TUESDAY, MAY 9, 1995
"We challenge members of Congress not to punt their responsibility or be sacked by special interest groups that would exclude some sports, particularly football, from consideration in determining sports equity," said NOW Executive Vice President Kim Gandy.
Today's hearings by the House Economic and Education Opportunities Committee are the first volley in a new congressional battle over sports equity for women and girls. NOW and other longtime supporters of Title IX and gender equity are stepping forward to defend the law.
In late 1993, NOW won a landmark settlement in California, NOW v. California State University System, that forced the 20-campus system to comply with the state's 1976 athletic equity laws. Around the same time, NOW's national board of directors passed a resolution calling for revisions in the federal government's Athletic Investigators Manual to close Bush administration loopholes permitting egregious violations of Title IX.
Groups such as the Board of Trustees of the American Football Coaches Association are trying to deny women and girls equal access to organized sports and all of the benefits that go with them. Gandy says their claim that complying with the law jeopardizes smaller men's teams and hurts revenue-producing teams like football is full of holes.
"For every dollar spent for women's sports between 1989 and 1993, there were two dollars spent on men's sports," Gandy said. "Despite the fact that women make up more than 50 percent of the college population, they receive only one-third of the athletic scholarships, one-sixth of recruiting budgets, and one-fifth of overall athletic budgets.
"And not all football programs are revenue producers. In fact, 62 percent of Division I-A teams ran a deficit in 1993. And if football programs which take an average of 60 percent of college athletic budgets are exempt from the calculation of gender equity, women's sports will be severely limited.

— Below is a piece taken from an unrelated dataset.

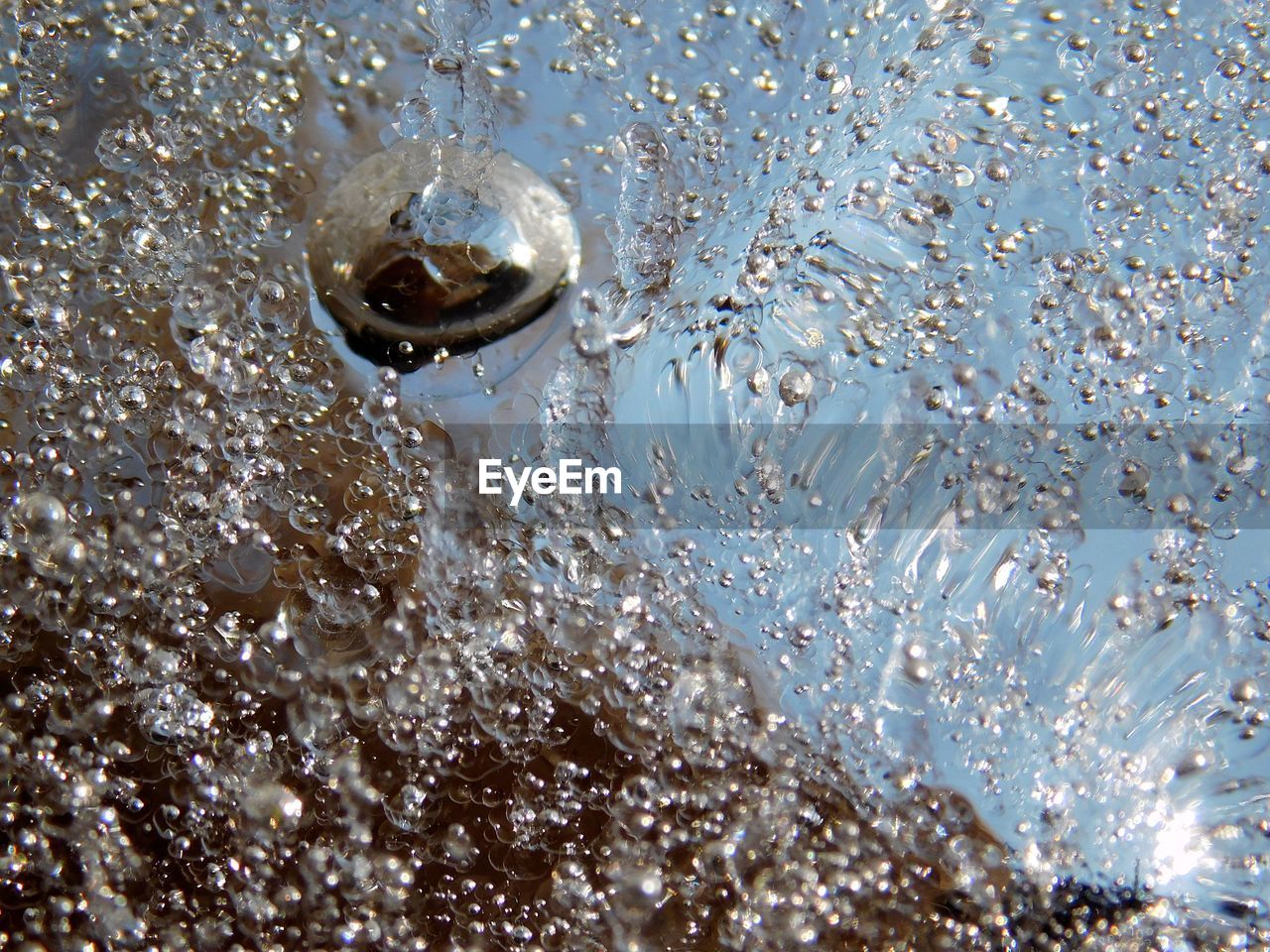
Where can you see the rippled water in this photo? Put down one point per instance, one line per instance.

Women and girls will be left to scramble for a share of the remaining 40 percent, at a high cost to the progress we've made since 1972."
Since Title IX was passed in 1972, sports participation by women and girls has increased from 2 percent to 35 percent today. "When given the opportunity to participate equally, girls and women are interested in sports," she said. "This is not the time for compromise."
Today's hearings will take place in Room 2175 in the Rayburn House OfficeBuilding, starting at 9 a.m.